In short — What do you need to secure Ollama Self-Host?
- Reverse Proxy + TLS — Use nginx/Caddy as a gateway with HTTPS encryption
- Authentication — Add Basic Auth / API Key / OAuth for identity verification
- Firewall — Close unnecessary ports, open only what is needed
- Docker Isolation — Run inside a Container with limited resources
- Rate Limiting — Prevent abuse and DDoS attacks
- Monitoring & Logging — Detect anomalies in real time
Why Does Self-Hosted AI Need Security?
When you run Ollama on your own machine, all data stays within your organization's network — which is great for privacy. However, poor configuration can turn into a major vulnerability because Ollama is designed to be developer-friendly rather than security-focused from the start. The result: default settings have no protection at all:
| Risk | Cause | Impact | Solution |
|---|---|---|---|
| No Authentication | Ollama has no built-in Auth | Anyone can use the AI and consume GPU for free | Add Auth Layer via Reverse Proxy |
| No TLS/HTTPS | API sends data as Plain Text | Data can be sniffed in transit | Set up TLS Certificate via nginx/Caddy |
| No Rate Limit | No limit on number of requests | Server crashes from request flooding / GPU at 100% | Configure Rate Limit in nginx |
| Port open to network | Setting OLLAMA_HOST=0.0.0.0 | Every machine on the network can access it | Bind localhost + Firewall |
| No Monitoring | No logs or alerts | No visibility into who is using it, when, or how much | Set up Access Log + Prometheus |
According to Shodan (a search engine for internet-connected devices), over 7,000 Ollama servers worldwide have Port 11434 open to the Internet without any Authentication. This means anyone can use those machines' GPUs to run AI for free — or even download/delete models from them.
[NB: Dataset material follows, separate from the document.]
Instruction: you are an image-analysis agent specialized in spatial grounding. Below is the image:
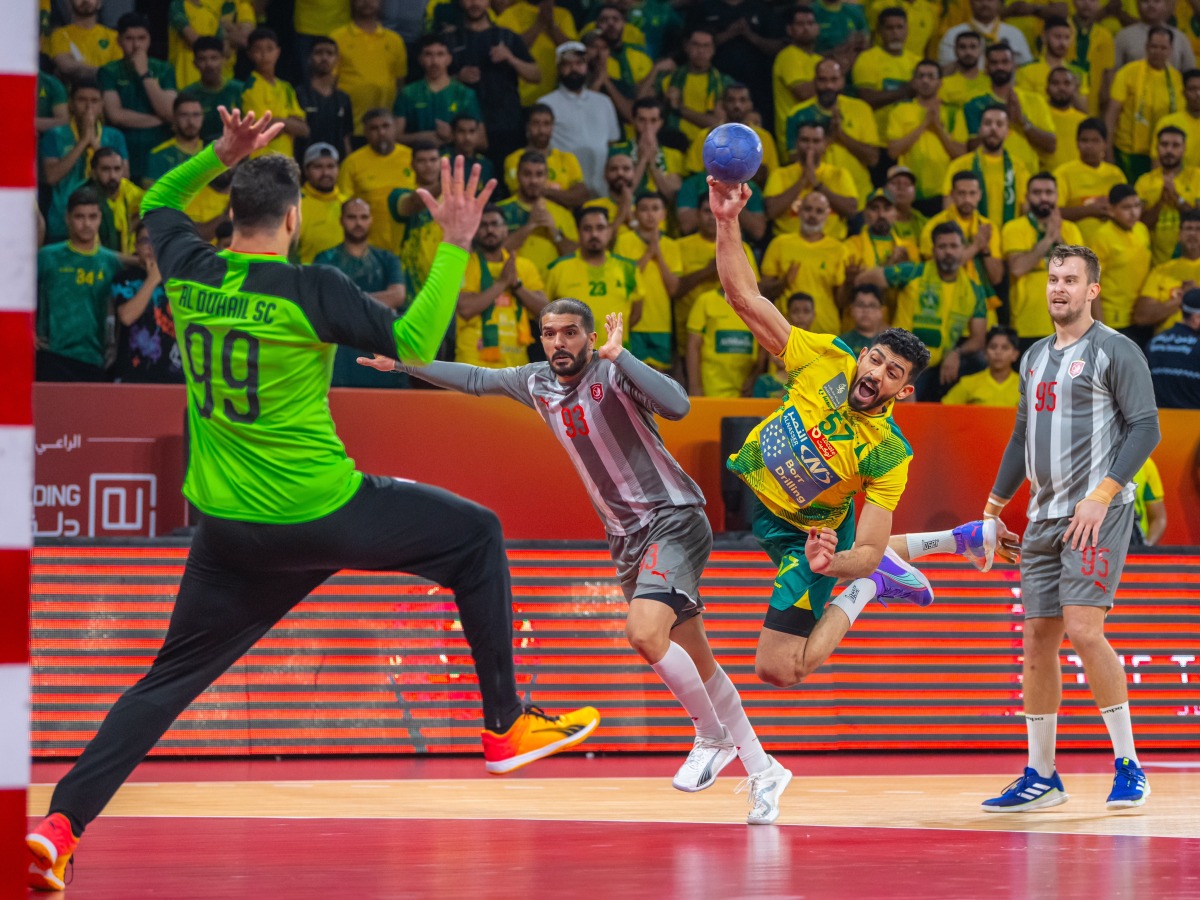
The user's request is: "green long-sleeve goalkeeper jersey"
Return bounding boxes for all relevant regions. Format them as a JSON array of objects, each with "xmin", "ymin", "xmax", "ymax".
[{"xmin": 142, "ymin": 148, "xmax": 467, "ymax": 523}]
This is the same issue we discussed in our Two-Factor Authentication article: a single password alone is not enough — you need multiple layers of protection.
10-Point Checklist — Secure Ollama Self-Host
Before diving into the details of each item, let's look at the overall Checklist:
| # | Item | Priority | Details |
|---|---|---|---|
| 1 | Bind localhost only | Critical | Set OLLAMA_HOST=127.0.0.1 — don't expose to the network directly |
| 2 | Reverse Proxy + TLS | Critical | Use nginx/Caddy + SSL Certificate to encrypt all requests |
| 3 | Authentication | Critical | Add Basic Auth / API Key / OAuth for identity verification before access |
| 4 | Firewall Rules | Critical | Use ufw/iptables to open only necessary ports |
| 5 | Docker Isolation | High | Run in a Container with Memory/CPU limits — won't affect the Host |
| 6 | Rate Limiting | High | Limit requests/second to prevent abuse and DDoS |
| 7 | Network Segmentation | High | Separate VLAN / Use VPN for machines that need AI access |
| 8 | Logging & Monitoring | High | Collect Access Logs + Prometheus/Grafana for Metrics |
| 9 | Regular Updates | Medium | Run ollama update regularly to receive security patches |
| 10 | Backup Model Data | Medium | Back up Model + Modelfile data regularly |
Reverse Proxy + TLS — nginx Configuration
Instead of exposing Ollama's Port 11434 directly to other machines, use nginx as a gateway (Reverse Proxy) and add an SSL Certificate to encrypt communications:
# /etc/nginx/sites-available/ollama.conf
upstream ollama {
server 127.0.0.1:11434;
}
server {
listen 443 ssl http2;
server_name ai.yourcompany.com;
# SSL Certificate (Let's Encrypt / Internal CA)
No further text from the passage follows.